I don't think it sounds grammatically atrocious if your native dialect permits double modals. Something I hear in the Northeast U.S. that I am pretty sure is ungrammatical in every other English dialect is "a quarter of." The first time I ever heard the phrase was on an episode of "The Jeffersons" and I assumed it meant 15 minutes after the previous hour--which is what it seems to mean, logically. When I moved to New York I found out that it means 15 minutes before the hour, which is what in most dialects is referred to as "a quarter to" or "a quarter 'til." To anybody not from the Northeast U.S., "a quarter of" might sound grammatically atrocious, or at least bewildering.
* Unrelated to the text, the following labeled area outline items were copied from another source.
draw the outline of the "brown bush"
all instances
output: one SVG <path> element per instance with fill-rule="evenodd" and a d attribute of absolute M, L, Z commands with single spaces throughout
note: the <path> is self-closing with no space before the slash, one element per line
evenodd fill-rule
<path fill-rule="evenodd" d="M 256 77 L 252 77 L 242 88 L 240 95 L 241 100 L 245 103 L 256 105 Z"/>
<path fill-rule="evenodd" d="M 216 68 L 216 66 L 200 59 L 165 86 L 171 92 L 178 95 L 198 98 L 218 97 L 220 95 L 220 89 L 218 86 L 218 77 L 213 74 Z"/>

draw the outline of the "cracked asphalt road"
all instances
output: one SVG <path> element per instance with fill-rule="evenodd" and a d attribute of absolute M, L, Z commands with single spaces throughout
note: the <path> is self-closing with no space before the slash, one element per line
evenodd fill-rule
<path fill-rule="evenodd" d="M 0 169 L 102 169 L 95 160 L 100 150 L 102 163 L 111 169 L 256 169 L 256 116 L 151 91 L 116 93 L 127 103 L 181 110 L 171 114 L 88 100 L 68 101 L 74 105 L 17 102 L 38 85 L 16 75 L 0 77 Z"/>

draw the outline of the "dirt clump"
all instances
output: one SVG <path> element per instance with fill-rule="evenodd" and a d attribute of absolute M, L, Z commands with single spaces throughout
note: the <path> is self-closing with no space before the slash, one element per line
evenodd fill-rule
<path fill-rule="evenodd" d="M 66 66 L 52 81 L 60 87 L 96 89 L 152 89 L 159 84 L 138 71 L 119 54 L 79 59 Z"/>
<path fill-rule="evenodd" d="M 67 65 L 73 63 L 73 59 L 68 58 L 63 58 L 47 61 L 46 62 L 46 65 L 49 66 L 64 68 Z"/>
I don't completely agree with U's assertion that "might could" substitutes for either word. It's really more like saying "I might be able to" as opposed to saying "I might if I feel like it." Like this:
Ned: "Lonnie got his tractor stuck in the gully. Could you pull it out?"
Lester: "I might could if he's not stuck too deep."
That's very different than saying:
Ned: "Lonnie got his tractor mired in the gully. Could you pull it out?"
Lester: "I might. What's in it for me?."
It's definitely a Southern regionalism which doesn't sound strange to my ears.
Most every time I hear the phrase, it's used in one of two ways: it's either substituting for might, or it's substituting for could. In those situations, I get the impression the speaker doesn't know which one is correct, so he goes with both just to cover all the bases. That's BAD.
But to be fair, there are other times it's used as an abbreviated form of "might be able to" and that's a little more acceptable. Grammatically atrocious, of course, but shorthand is reasonable in response to a mouthful of a phrase.
It's not redundant or repetitive. "I might could" means "maybe I could" or "possibly I could" or "I don't know whether I could or not" or "perhaps I could" or "maybe I would be able to" or "given the right circumstances I could." It may sound odd if you're not from the South or from Scotland, but it's a useful construction and it might even spread to other parts of the English-speaking world in much the same way that the way the use of "already" after the imperative has spread from certain ethnic dialects of New York City.